PC: The Economic Times
Copies of the regulatory filings accessed by Entrackr show that Ather Energy board passed a special resolution to issue 1,65,28,925 Series G compulsory cumulative preference shares of issue price of Rs 363 each for raising Rs 600 crore or $72 million. This strategic decision underlines its commitment to accelerate growth, innovation, and market expansion in this fast-evolving electric vehicle sector.
Hero MotoCorp retains its position as the largest external stakeholder in Ather Energy even after funding, as it now owns a stake of 38.11 percent, followed by 16.3 percent by Caladium Investment. Key investors forming part of this successful funding round at Ather Energy are NIIF, Tiger Global, and the brothers from Zerodha. This strengthens Ather’s investor base with more diversification and strength to support future growth initiatives.

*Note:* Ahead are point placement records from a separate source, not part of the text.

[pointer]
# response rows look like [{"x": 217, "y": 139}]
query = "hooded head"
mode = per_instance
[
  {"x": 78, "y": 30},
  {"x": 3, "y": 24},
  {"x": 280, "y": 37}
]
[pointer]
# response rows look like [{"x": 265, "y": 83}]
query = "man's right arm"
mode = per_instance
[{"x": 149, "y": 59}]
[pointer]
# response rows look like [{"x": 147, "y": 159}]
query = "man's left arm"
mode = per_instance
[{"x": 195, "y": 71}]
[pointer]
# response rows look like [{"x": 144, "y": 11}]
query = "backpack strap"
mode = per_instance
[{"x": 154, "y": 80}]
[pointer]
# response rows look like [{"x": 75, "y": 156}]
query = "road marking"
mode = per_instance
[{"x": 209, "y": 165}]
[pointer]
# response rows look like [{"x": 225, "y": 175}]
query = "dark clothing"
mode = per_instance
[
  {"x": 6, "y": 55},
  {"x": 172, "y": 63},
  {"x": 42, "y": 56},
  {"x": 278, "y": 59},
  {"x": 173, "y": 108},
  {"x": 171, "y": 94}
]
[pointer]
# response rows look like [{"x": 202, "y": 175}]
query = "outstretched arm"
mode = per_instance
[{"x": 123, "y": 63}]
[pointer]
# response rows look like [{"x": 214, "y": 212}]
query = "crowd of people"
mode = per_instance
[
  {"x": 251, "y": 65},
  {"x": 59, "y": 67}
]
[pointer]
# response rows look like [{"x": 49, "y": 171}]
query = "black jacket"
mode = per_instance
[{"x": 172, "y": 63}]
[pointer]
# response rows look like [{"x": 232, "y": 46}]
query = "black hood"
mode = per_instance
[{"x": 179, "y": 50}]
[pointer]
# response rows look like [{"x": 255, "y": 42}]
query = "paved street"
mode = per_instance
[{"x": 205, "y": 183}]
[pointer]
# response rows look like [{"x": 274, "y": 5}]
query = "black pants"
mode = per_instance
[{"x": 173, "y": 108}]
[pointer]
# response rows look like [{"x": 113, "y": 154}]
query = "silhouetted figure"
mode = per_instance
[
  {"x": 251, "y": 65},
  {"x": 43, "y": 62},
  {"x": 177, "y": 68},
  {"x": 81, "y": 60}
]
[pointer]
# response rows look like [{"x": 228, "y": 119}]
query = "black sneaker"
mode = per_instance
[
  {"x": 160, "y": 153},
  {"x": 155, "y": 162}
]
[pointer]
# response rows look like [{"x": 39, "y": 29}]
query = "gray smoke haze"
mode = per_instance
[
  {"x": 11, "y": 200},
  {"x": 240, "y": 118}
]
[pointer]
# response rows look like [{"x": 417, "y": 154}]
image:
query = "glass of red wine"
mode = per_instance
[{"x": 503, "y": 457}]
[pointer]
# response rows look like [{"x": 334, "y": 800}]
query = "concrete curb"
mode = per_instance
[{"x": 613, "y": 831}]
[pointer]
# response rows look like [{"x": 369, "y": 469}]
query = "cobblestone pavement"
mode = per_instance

According to the internal documents accessed by Entrackr, Ather Energy has clocked a strong revenue of Rs 339 crore in the first quarter of this fiscal while it also registered a net loss of Rs 183 crore for the same quarter. With an expected revenue to remain a tad low at Rs 1754 crore in FY24, Ather Energy would continue to look for ways to enhance its operational efficiency, create more avenues for revenues, and go for sustainable growth in the competitive electric vehicle market.
In comparison, its competitor Ola Electric, which went public some time ago, announced revenues of Rs 1,644 crore for the first quarter of the fiscal year. The key factor was a heavy plunge of its net loss by 17% to Rs 347 crore. The slick performance by players like Ather Energy and Ola Electric showcases the changing fortunes of the electric two-wheeler segment that’s moving ahead with fierce competition, evolving innovation, and consumer preference.
Ather Energy, on the other hand, reported a market share of 9 percent in the electric two-wheeler segment for the first quarter of FY25, a drop from 11 percent in FY24. While Ather Energy lost its lead, Ola Electric surged ahead and captured the pole position with as high as a market share of 42 percent in Q1 FY25, while TVS Electric followed in second place at 19 percent in the same period. Market dynamics reflect increased competition and the changing fortunes of players in electric two-wheelers, which is possible only with strategic investments, product innovation, and customer-centricity for continued growth and market leadership.
With the recent funding milestone and the current performance of its products in the market, Ather Energy is well-positioned to continue with innovation, expansion, and value creation in the dynamic fast-evolving market landscape of electric vehicles.